Yasa dışı çakarda istisnasız caydırıcılık
Yasa dışı çakar kullanımına yönelik düzenlemeler, Türkiye’de uzun yıllar toplumun en çok şikâyet ettiği konuların başında geliyordu. Yerlikaya’nın sözleri dikkat çekici:
“30 Kasım’dan bu yana denetim yüzde 378 arttı, 1394 işlem yaptık... Çakarlı araç kullanmanın cezası 189 bin TL. İkincisinde 276 bin TL.”
Çarpıcı bir sonuç da paylaştı:
“Çakarlı araç kullanımı yüzde 87 düştü. Neredeyse tamamen bitti diyebiliriz.”

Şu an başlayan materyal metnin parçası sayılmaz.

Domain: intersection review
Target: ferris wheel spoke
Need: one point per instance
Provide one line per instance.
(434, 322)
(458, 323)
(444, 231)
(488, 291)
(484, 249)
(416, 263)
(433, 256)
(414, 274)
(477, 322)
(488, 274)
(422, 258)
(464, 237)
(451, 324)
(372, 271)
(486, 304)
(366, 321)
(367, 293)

Uzun yıllar sosyal medyada mizah konusu olan “çakarlı plaza araçları” artık tarihe karışıyor. Devlet bu kez kararlı ve sonuç ortada.
Makas atmak, saldırı amaçlı araçtan inmek bıçak gibi kesilecek
Bakan Yerlikaya’nın üzerinde durduğu bir diğer mesele, trafikte terör estiren sürücüler.
“Makas atmayı kesinlikle bitireceğiz.”
Yeni ceza paketi sert:
• 60 gün ehliyete el koyma,
• 60 gün araç bağlama,
• 90 bin TL para cezası.
Bu ülkenin otoyollarında adeta oyun oynar gibi araç kullananların dönemi kapanıyor.
Yerlikaya bir başka büyük soruna da parmak bastı:
“Saldırı amaçlı araçtan inmeden de bahsedelim… O aracı biz 60 gün bağlıyoruz.”
Trafikte yaşanan yol verme kavgalarının bilançosu ürpertici:
“123 kişi öldürülmüş, 31 bin 875 kişi yaralanmış.”
Bu rakam, Bakanlığın neden bu kadar sertleştiğini açıklamaya yetiyor.
‘Sen benim kim olduğumu biliyor musun?’ devri bitiyor
Türkiye’nin özellikle son yıllarda sosyal medyada sıkça gördüğü bir sahne vardı:
Vatandaşın polise bağırarak güç gösterisi yaptığı anlar…
Yerlikaya bu konuda da çok net konuştu:
“Yaka kamerası olan yerlerde polislere yönelik ‘Sen benim kim olduğumu biliyor musun?’ sözü yüzde 90 düştü.”
Aynı oranda polis şikayetlerinin de azaldığını aktardı. Demek ki görünür ve kayıt altına alınan denetim, hem vatandaşı hem polisi koruyor.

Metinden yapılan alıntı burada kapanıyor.